Dans le contexte actuel, on pourrait croire que la vraie gastronomie perd du terrain devant les fast foods ou le culte des produits allégés ou même végétariens. En effet, comment les plats de viandes, le foie gras ou autres crèmes peuvent être compatibles avec notre aspiration avec une alimentation santé ? C’était sans compter la clairvoyance de la grande cuisine française. Alors que les consommateurs cèdent à l’appel des fast foods, à l’ajout des sucres et des graisses dans notre alimentation, la gastronomie introduit dans les années 70 la notion de « Nouvelle cuisine ». Perçue comme étant trop grasse ou trop riche, elle innove pourtant pour rendre une cuisine plus douce et plus légère en se tournant de plus en plus vers les légumes et les fruits. Parmi les leaders de ces innovations, on citera de grands chefs tels que Guy Savoy ou Michel Guérard.

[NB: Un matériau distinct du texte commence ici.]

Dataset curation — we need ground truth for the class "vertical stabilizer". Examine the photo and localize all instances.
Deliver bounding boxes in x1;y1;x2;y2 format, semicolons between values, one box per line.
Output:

La nouvelle cuisine de la gastronomie française va plus loin. Non contente de créer une cuisine plus saine et plus douce, elle réinvente la gastronomie minceur. Le chef Alain Passard, lui, propose une cuisine exclusivement aux légumes, tandis que William Ledeuil s’inspire de la cuisine asiatique pour créer des plats hyper diététiques. Enfin, et de plus en plus, les grands chefs s’impliquent dans le développement de l’agriculture raisonnée en se servant directement chez le producteur. Cela lui permet d’un côté de réduire considérablement les coûts, mais aussi de limiter le gaspillage des ingrédients en achetant uniquement la quantité nécessaire.